Thickness driven topological quantum phase transition and experimental evidence of Dirac semimetal state in Cr-doped Bi2Se3

TL;DR

This study shows that the energy gap in Cr-doped Bi2Se3 oscillates with thickness, indicating a topological quantum phase transition and the presence of a Dirac semimetal state, confirmed by experimental ARPES measurements.

Contribution

It provides experimental evidence of thickness-driven topological phase transitions and Dirac semimetal states in Cr-doped Bi2Se3, clarifying non-magnetic gap opening issues.

Findings

Energy gap oscillates with sample thickness.

Dirac semimetal state depends on Cr content and thickness.
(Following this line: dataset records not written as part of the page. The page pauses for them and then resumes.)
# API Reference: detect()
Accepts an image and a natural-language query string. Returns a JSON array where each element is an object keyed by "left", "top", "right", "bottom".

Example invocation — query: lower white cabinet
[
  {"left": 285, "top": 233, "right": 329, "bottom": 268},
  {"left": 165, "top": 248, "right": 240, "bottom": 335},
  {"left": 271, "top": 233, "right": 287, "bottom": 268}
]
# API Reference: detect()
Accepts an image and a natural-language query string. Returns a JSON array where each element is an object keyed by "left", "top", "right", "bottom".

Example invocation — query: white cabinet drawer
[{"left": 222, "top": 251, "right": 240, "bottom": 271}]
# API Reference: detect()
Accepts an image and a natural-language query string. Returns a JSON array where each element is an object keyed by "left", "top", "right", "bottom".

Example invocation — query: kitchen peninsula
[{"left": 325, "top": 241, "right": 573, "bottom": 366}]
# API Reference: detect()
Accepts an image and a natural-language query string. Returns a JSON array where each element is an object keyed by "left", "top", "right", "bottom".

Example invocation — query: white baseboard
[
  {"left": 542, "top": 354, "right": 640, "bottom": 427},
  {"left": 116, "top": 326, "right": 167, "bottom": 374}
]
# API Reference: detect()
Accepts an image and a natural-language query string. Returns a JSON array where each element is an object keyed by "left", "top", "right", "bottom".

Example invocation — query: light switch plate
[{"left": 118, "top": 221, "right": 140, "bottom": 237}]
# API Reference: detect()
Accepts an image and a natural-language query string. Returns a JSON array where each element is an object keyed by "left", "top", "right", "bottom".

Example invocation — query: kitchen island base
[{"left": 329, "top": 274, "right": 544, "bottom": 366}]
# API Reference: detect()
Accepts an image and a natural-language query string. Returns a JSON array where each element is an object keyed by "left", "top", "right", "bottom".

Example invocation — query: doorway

Topological quantum phase transition observed without ferromagnetism.

Abstract

In this report, we demonstrate that the energy gap in Cr-doped Bi2Se3 closes and reopens in oscillatory fashion with increasing sample thickness indicating the topological quantum phase transition driven by the quantum finite size effect. The pattern of the oscillation provides an evidence that Cr-doped Bi2Se3 can have a Dirac semimetal state depending on the sample thickness and Cr-content. This resolves the puzzle of non-magnetic gap opening at the Dirac point of topological insulators. An energy gap can be opened due to the quantum finite size confinement of the bands in Dirac semimetal state. In addition, our room temperature ARPES measurements revealed a topological quantum phase transition between x = 0.06 and x = 0.08 in 7 quintuple layers Bi2-xCrxSe3 without ferromagnetism.